When you first meet Vinay Kanhye you understand why he was bound to success: energetic and optimistic, he is motivated by a strong wish to serve his community. When he discovered, by chance, that the powerful moringa infusion he tried in UK when not feeling well, is indeed a plant growing in almost each yard in his native Mauritius, he decided to make sure others can benefit from its leaves too.
Today, only 3 years later he is producing 4,000 packets a month and exporting to La Reunion, South Africa, Canada, Australia and the UK. But in the beginning it took quite a lot to convince Mauritians that moringa, known as a 'poor man's food', and used for stir fry and soups, is indeed regulating tension, allowing to control diabetes, reinforcing immune system, and maybe even counteracting Alzheimer's disease.

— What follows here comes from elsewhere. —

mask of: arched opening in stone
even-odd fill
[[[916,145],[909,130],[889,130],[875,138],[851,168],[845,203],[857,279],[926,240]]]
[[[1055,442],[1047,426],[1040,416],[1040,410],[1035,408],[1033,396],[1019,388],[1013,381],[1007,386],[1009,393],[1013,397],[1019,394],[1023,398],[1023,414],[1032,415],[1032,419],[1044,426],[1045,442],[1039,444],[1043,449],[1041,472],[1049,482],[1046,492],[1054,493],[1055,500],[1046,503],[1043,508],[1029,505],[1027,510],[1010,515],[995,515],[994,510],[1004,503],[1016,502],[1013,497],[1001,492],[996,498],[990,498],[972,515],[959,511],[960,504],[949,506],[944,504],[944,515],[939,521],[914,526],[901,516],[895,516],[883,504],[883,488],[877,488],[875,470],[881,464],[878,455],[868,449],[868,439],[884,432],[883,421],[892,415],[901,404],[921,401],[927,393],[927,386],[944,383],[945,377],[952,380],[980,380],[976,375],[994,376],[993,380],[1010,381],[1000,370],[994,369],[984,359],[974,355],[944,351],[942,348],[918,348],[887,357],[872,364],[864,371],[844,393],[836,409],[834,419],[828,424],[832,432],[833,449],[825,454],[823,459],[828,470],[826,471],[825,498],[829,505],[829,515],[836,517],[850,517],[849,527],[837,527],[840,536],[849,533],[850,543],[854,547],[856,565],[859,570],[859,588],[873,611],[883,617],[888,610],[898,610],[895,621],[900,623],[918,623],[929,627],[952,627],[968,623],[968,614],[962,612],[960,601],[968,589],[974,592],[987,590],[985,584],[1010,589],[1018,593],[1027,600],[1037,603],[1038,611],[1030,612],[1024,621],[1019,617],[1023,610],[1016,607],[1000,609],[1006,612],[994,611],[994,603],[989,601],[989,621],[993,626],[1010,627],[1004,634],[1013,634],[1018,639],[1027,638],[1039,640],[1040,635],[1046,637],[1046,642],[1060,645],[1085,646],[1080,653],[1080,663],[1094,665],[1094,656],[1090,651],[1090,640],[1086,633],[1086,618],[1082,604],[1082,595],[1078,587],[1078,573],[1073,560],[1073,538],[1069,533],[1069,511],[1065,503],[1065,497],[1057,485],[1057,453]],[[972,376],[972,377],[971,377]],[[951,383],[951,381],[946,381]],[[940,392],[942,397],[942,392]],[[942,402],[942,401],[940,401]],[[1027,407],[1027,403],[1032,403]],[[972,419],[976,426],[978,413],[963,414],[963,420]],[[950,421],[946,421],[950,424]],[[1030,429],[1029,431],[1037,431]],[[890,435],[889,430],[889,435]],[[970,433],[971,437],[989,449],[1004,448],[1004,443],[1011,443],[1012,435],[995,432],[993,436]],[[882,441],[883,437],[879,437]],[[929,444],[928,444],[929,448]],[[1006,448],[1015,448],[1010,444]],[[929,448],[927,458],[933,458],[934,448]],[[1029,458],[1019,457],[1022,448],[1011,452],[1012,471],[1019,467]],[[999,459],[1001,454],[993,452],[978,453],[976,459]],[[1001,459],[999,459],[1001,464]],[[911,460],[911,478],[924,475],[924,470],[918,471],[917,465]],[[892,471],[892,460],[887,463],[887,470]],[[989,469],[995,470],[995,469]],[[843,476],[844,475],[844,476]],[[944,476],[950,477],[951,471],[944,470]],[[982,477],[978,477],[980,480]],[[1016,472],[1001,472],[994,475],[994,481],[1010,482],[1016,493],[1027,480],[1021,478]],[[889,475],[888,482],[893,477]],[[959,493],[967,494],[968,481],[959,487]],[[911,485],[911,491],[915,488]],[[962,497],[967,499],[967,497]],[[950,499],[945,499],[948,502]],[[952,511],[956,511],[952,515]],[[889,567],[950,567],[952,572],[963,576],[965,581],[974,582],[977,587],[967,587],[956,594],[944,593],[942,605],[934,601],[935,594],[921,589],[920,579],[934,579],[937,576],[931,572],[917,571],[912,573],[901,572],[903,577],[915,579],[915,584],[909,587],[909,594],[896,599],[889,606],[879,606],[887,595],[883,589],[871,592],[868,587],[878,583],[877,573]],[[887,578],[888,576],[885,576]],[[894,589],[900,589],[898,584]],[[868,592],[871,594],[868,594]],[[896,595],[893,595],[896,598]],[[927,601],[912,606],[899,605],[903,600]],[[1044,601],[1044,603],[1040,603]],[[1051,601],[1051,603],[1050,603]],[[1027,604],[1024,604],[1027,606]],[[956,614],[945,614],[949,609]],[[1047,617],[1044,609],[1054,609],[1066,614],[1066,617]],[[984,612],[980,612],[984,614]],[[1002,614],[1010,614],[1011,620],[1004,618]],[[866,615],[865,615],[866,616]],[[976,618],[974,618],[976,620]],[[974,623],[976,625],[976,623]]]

Electrical engineer by profession, Vinay has never left his job, which is as well his passion and inspiration. He argues that his work as an engineer helped him to design and then optimise production. He started with the help of his closest family, including his mother for whom it was the first job in her life. Currently twelve people work at a small moringa factory, men mostly in the fields, women drying and packing the leaves. All efforts are made to preserve moringa nutritional values, therefore leaves are given adequate time to dry.
The production was very labour-intense in the beginning as, for example, the tea bags were sealed manually by ironing, to avoid usage of any artificial product. The drying trays were produced by Vinay himself. Today, he stresses that 100% bio production is non-disputable for him. This attitude pays off, as his moringa infusion got certified by Ecocert enabling exports.
He won numerous awards by now, including the one for the best innovative small and medium enterprise in 2017, and spoke at the Commonwealth Summit in London, invited by Prince Andrew. Vinay continuously reads to educate himself in doing business and management. This has allowed him to restructure production and avoid overtime. There are plans now to develop the enterprise and produce creams and other cosmetic products.
A new, bigger factory is being built next door. Originally, to be able to start off, Vinay transformed 200 square metres of his own house to serve as drying and manufacturing space.
By 2020 Vinay expects to be able to produce up to 20,000 boxes a month.